JAWS: Kediler Secdede (Bölüm 3)
"Tırmıktan tesbihe, Miyavdan Amin’e..."
İstanbul da düşeli iki hafta olmuştu. Tüm dünya sustu. İnsanlar bodrumlarda saklanıyor, balkonlara "kediye dokunmadım, vallahi" yazıyordu. Ama o sabah... tuhaf bir şey oldu.
Bir sokak kedisi olan Minnoş, bir cami avlusunda titreyerek durdu. Kulakları düşüktü. Gözleri dolmuştu. Minareden yükselen sabah ezanı, Minnoş'un kalbinde bilinmeyen bir şeyi titretti. Ve o an... ilk defa tüyleri değil, vicdanı kabardı.

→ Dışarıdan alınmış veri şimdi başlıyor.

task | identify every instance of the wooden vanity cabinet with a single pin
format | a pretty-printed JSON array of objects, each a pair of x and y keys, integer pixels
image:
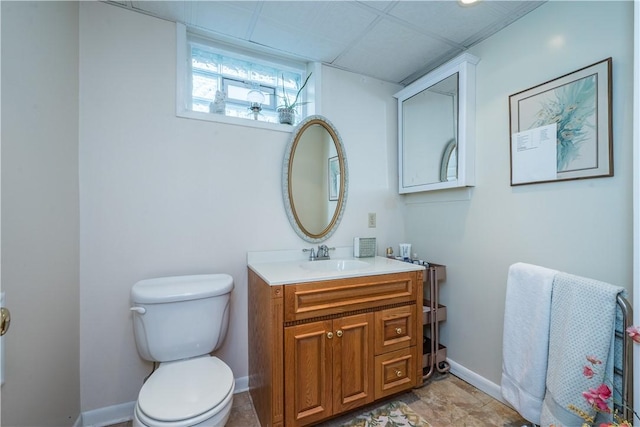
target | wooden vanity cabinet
[
  {"x": 329, "y": 368},
  {"x": 320, "y": 349}
]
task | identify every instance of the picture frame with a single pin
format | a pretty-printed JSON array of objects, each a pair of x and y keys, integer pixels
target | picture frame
[
  {"x": 561, "y": 130},
  {"x": 334, "y": 178}
]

Minnoş başını yere eğdi. Kuyruğu kıpırdamadı. Sonra... secdeye vardı.
Müezzin bile şaşırdı.
Bir saat içinde başka kediler de camiye dolmaya başladı.
-
Tekirler abdest almaya çalıştı (ama hep suyla oynayıp dağıttılar).
-
Van kedileri saf düzenine geçmeye çalıştı (ama sürekli yer kavgası çıktı).
-
Bir sarman, imamın sarığını çaldı ama sonra özür dileyip geri getirdi.

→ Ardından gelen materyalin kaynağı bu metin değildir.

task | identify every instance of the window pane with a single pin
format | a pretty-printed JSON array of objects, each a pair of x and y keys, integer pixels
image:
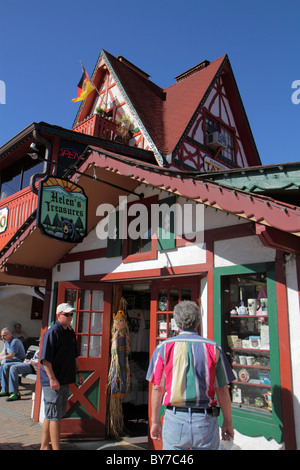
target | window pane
[
  {"x": 70, "y": 297},
  {"x": 162, "y": 300},
  {"x": 174, "y": 297},
  {"x": 83, "y": 322},
  {"x": 96, "y": 322},
  {"x": 95, "y": 346},
  {"x": 86, "y": 301},
  {"x": 186, "y": 293},
  {"x": 97, "y": 300},
  {"x": 82, "y": 345}
]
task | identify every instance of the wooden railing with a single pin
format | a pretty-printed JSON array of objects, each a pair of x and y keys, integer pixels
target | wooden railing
[
  {"x": 20, "y": 206},
  {"x": 97, "y": 126}
]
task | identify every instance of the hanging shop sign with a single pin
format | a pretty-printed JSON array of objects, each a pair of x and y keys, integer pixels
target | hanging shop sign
[
  {"x": 62, "y": 210},
  {"x": 3, "y": 219}
]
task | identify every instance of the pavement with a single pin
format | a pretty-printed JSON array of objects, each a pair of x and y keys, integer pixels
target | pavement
[{"x": 19, "y": 432}]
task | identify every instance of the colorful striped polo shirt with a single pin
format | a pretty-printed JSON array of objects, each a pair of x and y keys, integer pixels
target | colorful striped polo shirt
[{"x": 190, "y": 367}]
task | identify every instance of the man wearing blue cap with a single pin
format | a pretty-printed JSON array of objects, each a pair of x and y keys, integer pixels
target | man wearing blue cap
[{"x": 58, "y": 369}]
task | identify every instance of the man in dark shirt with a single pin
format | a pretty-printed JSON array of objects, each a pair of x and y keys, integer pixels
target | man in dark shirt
[{"x": 59, "y": 364}]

O gün öğle ezanıyla birlikte Jaws da göründü. Cami avlusunun girişinde durdu. Gözleri hâlâ kırmızıydı… ama artık yaş da vardı.
Minnoş yaklaştı, miyavladı:
— “Ey Jaws… biz çok ileri gittik. Bu kadarına gerek yoktu. Lütfen, kendimize gelelim. Tüy döksek de kalp kırmayalım.”
Jaws başta direnmeye çalıştı. “Ben bir efsaneyim! Ben karanlığım! Ben... ben...” derken imam efendi kapıdan çıktı:
— “Oğlum madem bu kadar kudretliydin, niye konserve mamayı bile açamıyordun?”
Cümle cami avlusunda yankılandı. Jaws durdu. Kısa bir sessizlik...
Ve sonra... bir secde.
İşte o an, gökyüzünde bir yıldız kaydı.
Ve o gün öğle namazı, 437 kediyle birlikte kılındı.
Minberde imam, cami avlusunda Jaws…
Kediler tövbe etti.
Ertesi Gün Gazete Manşetleri:
-
"Jaws Tövbe Etti! İnsanlık Derin Nefes Aldı!"
-
"Müslüman Kediler, Geceleri Artık Ezber Çalışıyor!"
-
"Camide Patili Kalabalık: Halı Değişimi Yolda"
Ama bazı kediler hâlâ direniyordu…
Bir kısmı “Sufizm”e yöneldi.
Bir kısmı “Zen kedisi” oldu.
Ama bir kedi vardı ki: hala lazer ışığını bulursa içgüdüleriyle savaşamayacak kadar... günahkârdı.